Il 9 luglio le truppe israeliane attaccano Lydda e Ramla, due città situate in un’area che la Risoluzione 181 ha assegnato ai palestinesi. Sono obiettivi particolarmente importanti per l’entità sionista: sulle macerie delle due comunità verranno costruiti l’aeroporto di Tel Aviv e il principale nodo ferroviario di Israele. Le persone uccise durante l’attacco sono oltre 400, mentre quelle costrette a lasciare le proprie abitazioni a piedi sono circa 70mila. Il lungo esodo forzato verso Ramallah diverrà tristemente famoso come “la marcia delle morte”: moltissime persone perderanno infatti la vita a causa della sete e della stanchezza.
Entro la fine del 1948, il numero di villaggi palestinesi spopolati e distrutti sono oltre 500. Su una popolazione indigenza di circa 1.8 milioni, il numero di persone spossessate e costrette a cercare rifugio internamente o nei Paesi confinanti è compreso fra le 750mila e il milione. I palestinesi rimasti entro i confini del neonato Stato di Israele sono solo 150mila: a loro verrà riconosciuta una cittadinanza di serie B, contrassegnata da pratiche discriminatorie legalizzate.
Nel dicembre del 1948 l’ONU approva la Risoluzione 194, che all’articolo 11 stabilisce il diritto al ritorno dei profughi palestinesi. Tale disposizione rimarrà completamente disattesa. Al contrario, nel corso degli anni sulle macerie dei villaggi palestinesi vittime della furia sionista sorgeranno insediamenti illegali e parchi nazionali. Questi ultimi, in particolare, sono tutt’oggi gestiti dal Jewish National Fund e sono un ottimo esempio di come lo Stato di Israele faccia ampio utilizzo delle operazioni di -washing – green, in questo caso – per camuffare i crimini commessi e creare una narrazione storica completamente falsata e basata sulla propaganda.

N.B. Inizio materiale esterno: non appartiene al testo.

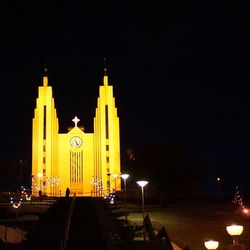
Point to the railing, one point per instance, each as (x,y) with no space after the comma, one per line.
(67,224)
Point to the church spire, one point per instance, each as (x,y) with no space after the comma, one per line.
(45,77)
(105,78)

Il genocidio in corso a Gaza a partire dallo scorso ottobre ricalca perfettamente le modalità di azione applicate dalle milizie ebraiche durante la Nakba del 1948. Gli strumenti oggi a disposizione dell’IDF sono in grado di causare un livello di distruzione e sofferenza ancora maggiori, ma le radici concettuali rimangono sempre le stesse, immutate nel tempo: distruzione, epurazione, espulsione. Non a caso, le immagini delle folle di palestinesi in fuga a piedi verso la parte meridionale della Striscia sono state più volte sovrapposte alle fotografie dell’esodo del 1948.

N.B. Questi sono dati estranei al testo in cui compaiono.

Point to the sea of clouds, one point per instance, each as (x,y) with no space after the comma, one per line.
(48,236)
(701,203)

Benché la pulizia etnica della Striscia di Gaza rappresenti un eclatante parallelismo con l’epurazione di 76 anni fa, occorre però ricordare che la Nakba non si è mai fermata. Le demolizioni sistematiche dei villaggi e delle coltivazioni in Cisgiordania, gli attacchi quotidiani dei coloni finalizzati a cacciare i residenti palestinesi, gli arresti e le uccisioni arbitrarie, il muro di separazione, i checkpoint, le strategie di desviluppo economico: fa tutto parte di un piano cominciato alla fine del XIX secolo con la nascita del sionismo. Un piano che non si è mai fermato e che ha travolto come uno tsunami una popolazione indigena colpevole soltanto di trovarsi su una fantomatica Terra Promessa.

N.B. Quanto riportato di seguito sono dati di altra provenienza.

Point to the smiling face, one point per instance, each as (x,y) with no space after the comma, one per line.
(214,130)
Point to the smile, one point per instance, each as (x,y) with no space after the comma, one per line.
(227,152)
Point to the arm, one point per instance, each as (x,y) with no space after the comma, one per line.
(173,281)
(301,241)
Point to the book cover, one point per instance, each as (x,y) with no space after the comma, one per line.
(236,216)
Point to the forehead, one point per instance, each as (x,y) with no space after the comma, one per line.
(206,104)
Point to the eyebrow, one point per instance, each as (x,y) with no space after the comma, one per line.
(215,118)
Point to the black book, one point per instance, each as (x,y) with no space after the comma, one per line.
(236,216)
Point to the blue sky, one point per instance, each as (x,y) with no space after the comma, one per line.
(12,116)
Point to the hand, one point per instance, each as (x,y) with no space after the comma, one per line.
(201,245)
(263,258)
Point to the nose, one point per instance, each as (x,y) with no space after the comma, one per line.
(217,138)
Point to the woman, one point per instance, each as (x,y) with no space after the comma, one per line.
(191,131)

E allora, chi invoca la pace e chiede una soluzione diplomatica che porti alla convivenza fra palestinesi e israeliani pecca di ingenuità. O ancora peggio, di onestà intellettuale. La storia dimostra chiaramente che il sionismo è una corrente politica che si basa interamente su principi di supremazia razziale, e che fin dai suoi albori si serve di metodi e strumenti coloniali per raggiungere i propri obiettivi. Non è questione di parti politiche, di destre o sinistre: Israele è uno stato costruito sul sionismo. Israele è il sionismo, indipendentemente dal leader o dal partito del momento. E, sempre come la storia insegna, la strada maestra per la liberazione dei popoli oppressi e soffocati dalle catene del colonialismo è una: la resistenza armata.